Şimdi hepsi bitti...

Kapitalizmin istikrar üretmeyeceğini söyleyenler haklı çıktı, haklı çıktık bir kazanç sayılabilir.

Başta ABD, büyük kapitalist ekonomiler sarsılıyor, sallanıyor, bu da bir kazanç mıdır?

İmparatorluğun sonu geldi, yeni bir devrimler çağı açılıyor? Bunlara evetse, kazanç kapıda değil midir?

Krizler militarizm, savaş, ırkçılık ve hatta faşizm demektir kaybeden yine emekçiler olmayacak mıdır?
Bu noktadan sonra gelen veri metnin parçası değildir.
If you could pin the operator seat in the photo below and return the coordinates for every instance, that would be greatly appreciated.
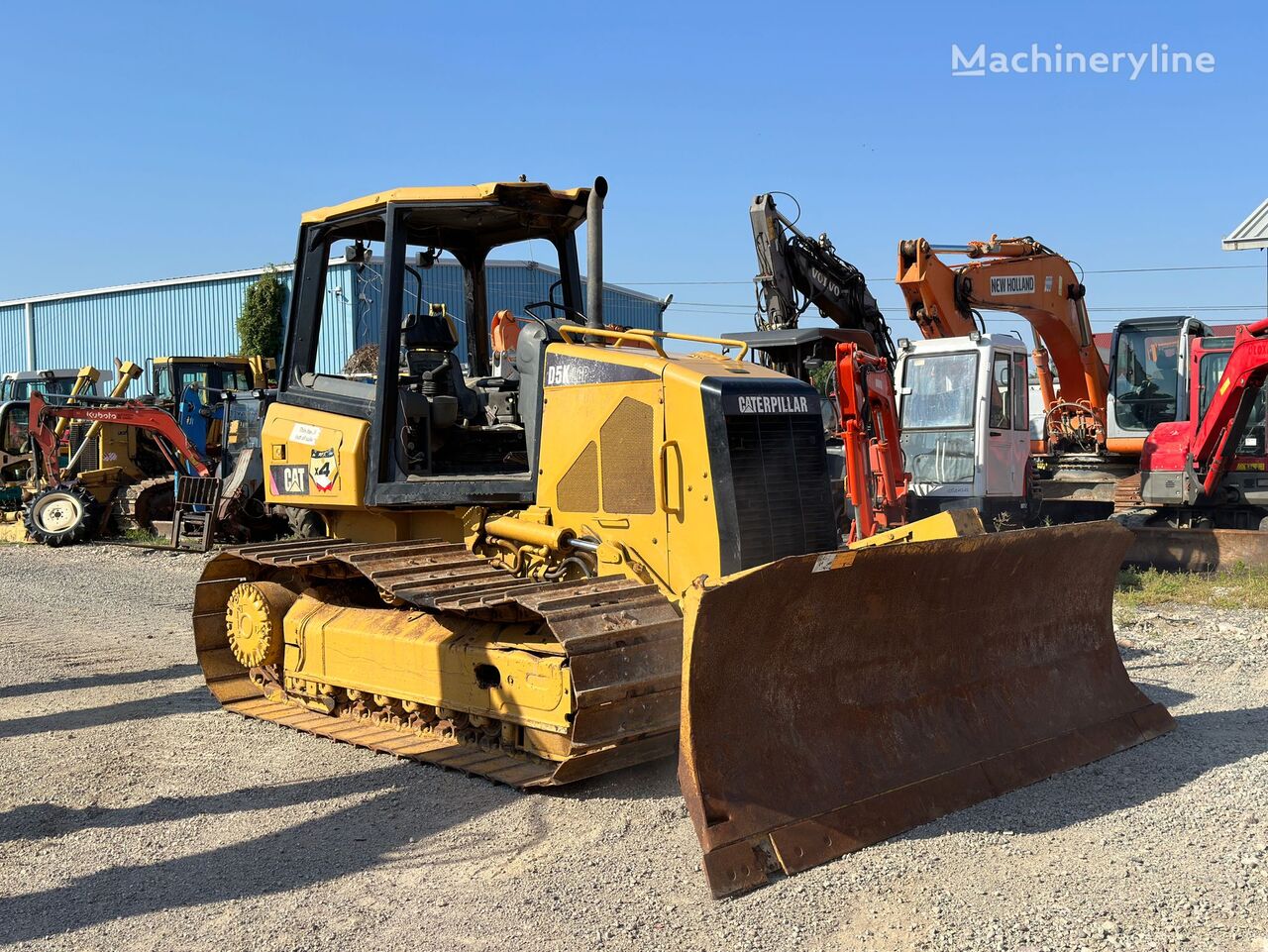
(428, 344)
Bunlara evetse, tuzu kuru Amerikalı banka müdüründen çok mazlum uluslardan emekçilerin paniğe kapılması gerekmiyor mu?

Bütün sorulara evet yanıtı verilebilir ve sorular artık böyle formüle edilmemelidir. Çünkü, "kriz" bir olgudur. Krizlerin boyutu, nerelerde yoğunlaşacağı ve sonuçları tam olarak öngörülemeyeceği için onlara kriz deniyor.
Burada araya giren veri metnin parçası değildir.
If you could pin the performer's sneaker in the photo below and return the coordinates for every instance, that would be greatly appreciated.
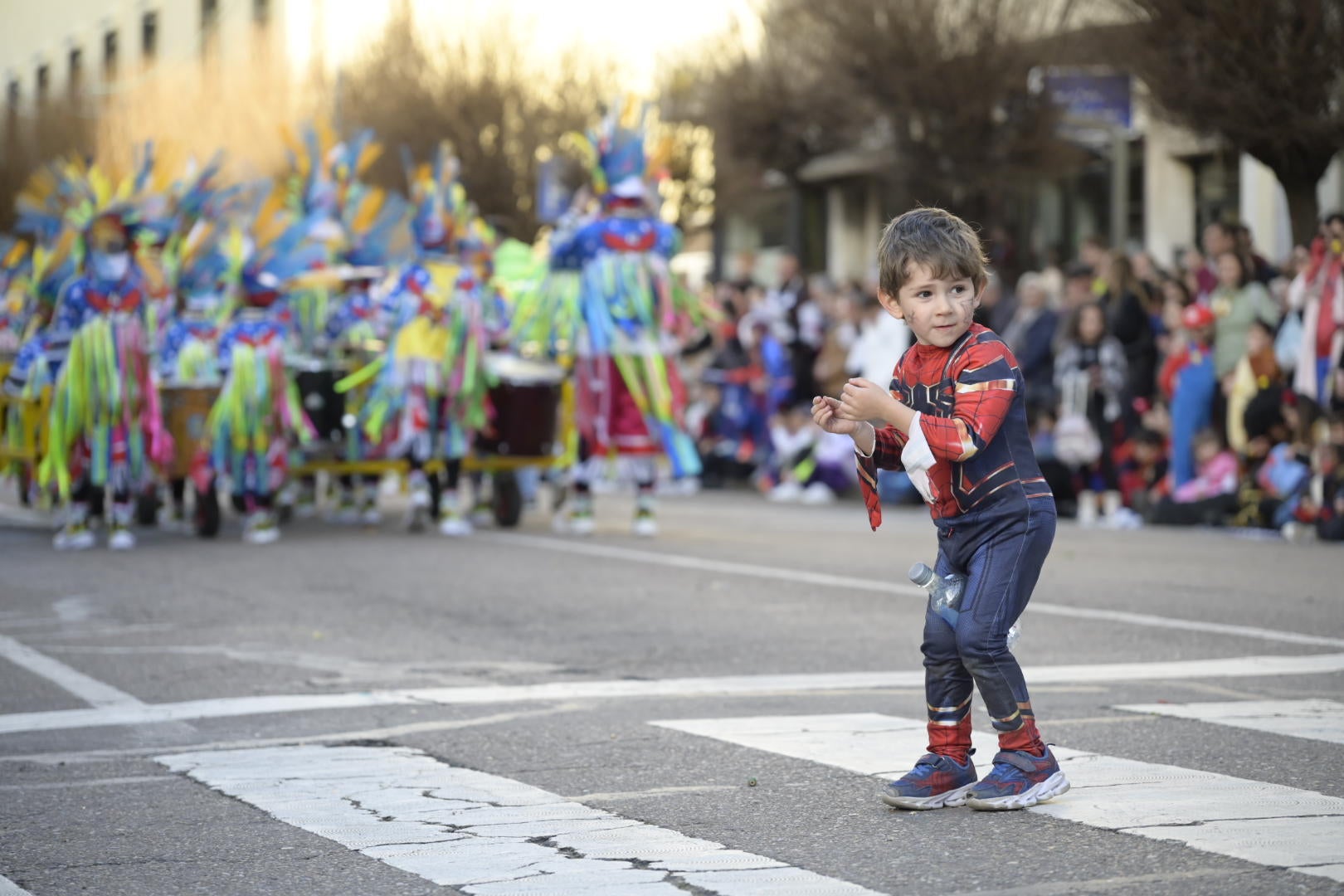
(645, 523)
(73, 536)
(581, 522)
(1018, 781)
(933, 783)
(119, 538)
(260, 528)
(455, 525)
Şimdi iyi mi oldu, kötü mü oldu tartışmasını bırakıp, krizin sermaye sınıfına fatura edilmesi için mücadeleyi yoğunlaştırmak gerekiyor. İyi mi oldu, kötü mü olduyu biraz da bu mücadele belirleyecek.

1929 krizi ile karşılaştırılıyor bugünkü gelişmeler. Farklılıklar, benzerlikler... İşçi cephesinden bakıldığında ise, hemen her şey farklı! Şimdikinin vurmayacağı nokta yok gibi, oysa dünya kapitalizminin büyük 1929 krizinde Sovyet Sosyalist Cumhuriyetler Birliği, "planlı ekonomide kriz olmaz"ı kanıtlamakla meşguldü. Batı ekonomileri yerlerde sürünürken, Sovyetler ülkesi hamle üzerine hamle yapmaktaydı. İlk fark burada... İkincisi, dünya işçi sınıfı, hele hele Avrupa proletaryası, bugünkünden çok daha fazla örgütlüydü. ABD'de dahi, dönemin devrimcileri tarafından çok eleştirilen "emek örgütleri", bugüne taşınabilse "bolşevizmin öncü müfrezeleri" olarak adlandırılabilirdi. Almanya'da iktidara yönelen, iktidarı isteyen bir komünist partisi vardı. İngiliz işçi sınıfı kararlı ve dövüşkendi.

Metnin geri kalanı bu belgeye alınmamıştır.